La guerre russo-ukrainienne a resserré les rangs au sein des pays occidentaux, où le soutien en faveur de l’Ukraine s’exprime par divers canaux (financements, livraison d’armes, arsenal de sanctions économiques contre la Russie). Mais l’Occident peine à convaincre le reste du monde de suivre sa politique, notamment en Afrique, où un certain non-alignement s’est mis en place, voire même un maintien d’échanges (militaires) avec Moscou.

« Qui voudrait mimer le combat des non-alignés se trompe lourdement : ceux qui se taisent aujourd’hui servent malgré eux, ou secrètement avec une certaine complicité, la cause d’un nouvel impérialisme, d’un cynisme contemporain qui désagrège notre ordre international sans lequel la paix n’est pas possible ». Ces propos d’Emmanuel Macron à la tribune des Nations Unies, le 21 septembre 2022, illustrent l’incompréhension de l’Occident face au reste du monde qui ne suit pas ses desiderata par rapport à la guerre russo-ukrainienne. Et tout particulièrement le continent africain qui se démarque, au sujet de cette guerre se déroulant loin de son sol. Même si le Sénégal, comme 25 autres pays africains, a voté la résolution des Nations unies condamnant l’annexion de quatre régions ukrainiennes par la Russie le 12 octobre dernier, son président Macky Sall, occupant également la présidence tournante de l’Union africaine, défend depuis plusieurs mois une politique de médiation entre les belligérants, allant jusqu’à se rendre à Moscou puis à Kiev en juin dernier [1].

« La quasi-totalité des pays africains ont plus de 50% de leurs importations de blé en provenance de Russie ou d’Ukraine »

Contrainte économique

Pourquoi les pays africains se mettent-ils ainsi en porte-à-faux à l’occasion de cette guerre ? Plusieurs raisons à cela. La première est d’ordre économique. La spirale inflationniste liée à ce conflit touche de plein fouet l’ensemble du continent berceau de l’humanité, surtout l’Afrique subsaharienne. Selon le Fonds monétaire international, le taux d’inflation en 2022 devrait atteindre 16% en Afrique, notamment dans l’Afrique subsaharienne (18,6%), contre 7% dans les pays développés (cf graphique 1).
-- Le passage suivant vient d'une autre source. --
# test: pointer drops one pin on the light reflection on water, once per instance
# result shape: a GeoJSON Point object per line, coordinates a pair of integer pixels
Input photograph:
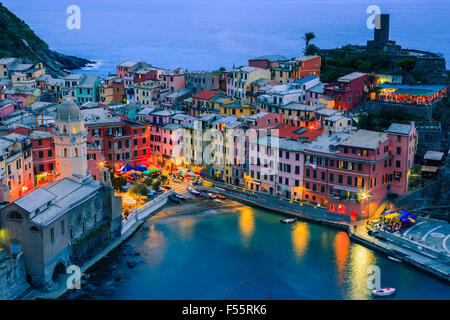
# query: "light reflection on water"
{"type": "Point", "coordinates": [204, 256]}
{"type": "Point", "coordinates": [300, 238]}
{"type": "Point", "coordinates": [155, 246]}
{"type": "Point", "coordinates": [246, 224]}
{"type": "Point", "coordinates": [341, 247]}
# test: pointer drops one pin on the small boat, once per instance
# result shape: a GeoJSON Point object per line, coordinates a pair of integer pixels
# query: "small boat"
{"type": "Point", "coordinates": [212, 195]}
{"type": "Point", "coordinates": [193, 191]}
{"type": "Point", "coordinates": [179, 196]}
{"type": "Point", "coordinates": [394, 259]}
{"type": "Point", "coordinates": [288, 220]}
{"type": "Point", "coordinates": [204, 195]}
{"type": "Point", "coordinates": [383, 292]}
{"type": "Point", "coordinates": [174, 199]}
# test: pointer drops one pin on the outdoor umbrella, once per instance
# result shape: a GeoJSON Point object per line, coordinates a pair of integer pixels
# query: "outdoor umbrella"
{"type": "Point", "coordinates": [140, 167]}
{"type": "Point", "coordinates": [126, 168]}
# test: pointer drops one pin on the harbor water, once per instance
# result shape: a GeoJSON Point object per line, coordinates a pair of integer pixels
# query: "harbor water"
{"type": "Point", "coordinates": [238, 252]}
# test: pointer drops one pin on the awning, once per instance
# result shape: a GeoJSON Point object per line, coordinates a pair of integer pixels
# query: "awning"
{"type": "Point", "coordinates": [429, 169]}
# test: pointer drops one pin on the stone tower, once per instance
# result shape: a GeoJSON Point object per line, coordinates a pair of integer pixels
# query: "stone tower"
{"type": "Point", "coordinates": [70, 142]}
{"type": "Point", "coordinates": [381, 34]}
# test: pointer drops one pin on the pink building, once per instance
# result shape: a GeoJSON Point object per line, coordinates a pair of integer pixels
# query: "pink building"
{"type": "Point", "coordinates": [127, 69]}
{"type": "Point", "coordinates": [267, 62]}
{"type": "Point", "coordinates": [351, 173]}
{"type": "Point", "coordinates": [6, 107]}
{"type": "Point", "coordinates": [173, 80]}
{"type": "Point", "coordinates": [146, 74]}
{"type": "Point", "coordinates": [349, 90]}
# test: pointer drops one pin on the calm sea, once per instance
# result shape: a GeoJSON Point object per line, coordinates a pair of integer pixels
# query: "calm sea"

Par ailleurs, la dépendance au blé en provenance des pays belligérants en Afrique est extrême. Une étude de la Conférence des nations unies sur le commerce et le développement (CNUCED) parue en mars dernier, révélait ainsi que la quasi-totalité des pays africains importaient plus de 50% de leur blé en provenance de Russie ou d’Ukraine. Pour deux d’entre eux (Bénin et Somalie), il s’agissait même de la totalité des importations de blé (cf graphique n°2).

Pas étonnant que les pays africains, sur ce point, ne cherchent guère à se positionner d’un côté ou de l’autre et tiennent surtout à ce que les belligérants, notamment la Russie, ne bloquent pas les exportations de blé vers le continent, tant la crainte de famine est vivace et fondée.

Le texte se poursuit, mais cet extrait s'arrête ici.